5 July 2012
Foreign office (FCO) minister Alistair Burt yesterday dropped the strongest hint yet that the UK may be moving towards a ban on goods from illegal Israeli settlements.
Burt, who is responsible for Middle East affairs at the FCO, was facing pressure at a debate in Parliament Wednesday for concrete action on Israeli settlement goods. In response to a question from Richard Burden MP (vice chair of the Labour Friends of Palestine group) the minister said:
“We value the fact that people have choice in relation to their purchase of [settlement] goods [because of stronger regulations on labelling], but further consideration of the issue of settlement produce and financing is under active consideration in London and in Brussels” (my emphasis).
Burden has said there is a “growing legal opinion that we [in the UK and EU] are colluding in” illegality by allowing the purchase of Israeli settlement goods. Burden stressed there “may need to be some pressure here”.
The shadow minister for the Middle East later said he thought Burt’s comments were unprecedented. Ian Lucas MP, who is Burt’s opposite number in the Labour opposition, was speaking at a meeting held last night by the Council for Arab British Understanding organised to report back on a recent delegation to occupied Palestine.
You can view Burt’s comments on the Parliament TV website (skip to timecode 15:54).
Update, 9 July
Writing in the Independent today, Donald Macintyre revealed that a high-profile Cambridge professor of international law has advised the EU that member states would be perfectly within their rights to ban settlement goods. The full 60-page opinion will be published later in the week by the Trades Union Congress, who have been campaigning for such a ban. I’ll update this post again with a link when it becomes available.
It seems likely that this legal advice is part of what Richard Burden was refering to in the quote above.
Update, 10 July
The TUC has now published the full 60-page document containing Professor James Crawford’s opinion, along with a shorter briefing note on the document which includes a biography of Prof. Crawford.
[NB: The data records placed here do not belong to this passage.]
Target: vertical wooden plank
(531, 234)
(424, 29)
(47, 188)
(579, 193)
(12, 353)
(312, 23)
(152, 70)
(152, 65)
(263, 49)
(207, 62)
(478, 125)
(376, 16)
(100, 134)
In the accompanying press release, the TUC’s general secretary explains why a ban is needed: “there are parts of the settlement trade that consumer pressure simply cannot reach, such as the wholesale and catering industries, and that’s why we need a total ban”.
However, he also notes that: “The TUC does not support a ban against Israel, but we do support a boycott of goods from Israeli settlements because these are illegal, make life a misery for ordinary Palestinians and are ruining any chance of peace.”
But with the settlements being already highly integrated into the wider Israeli economy, and with creeping moves to annex West Bank settlements over time, how much longer will the TUC be able to sustain such a distinction?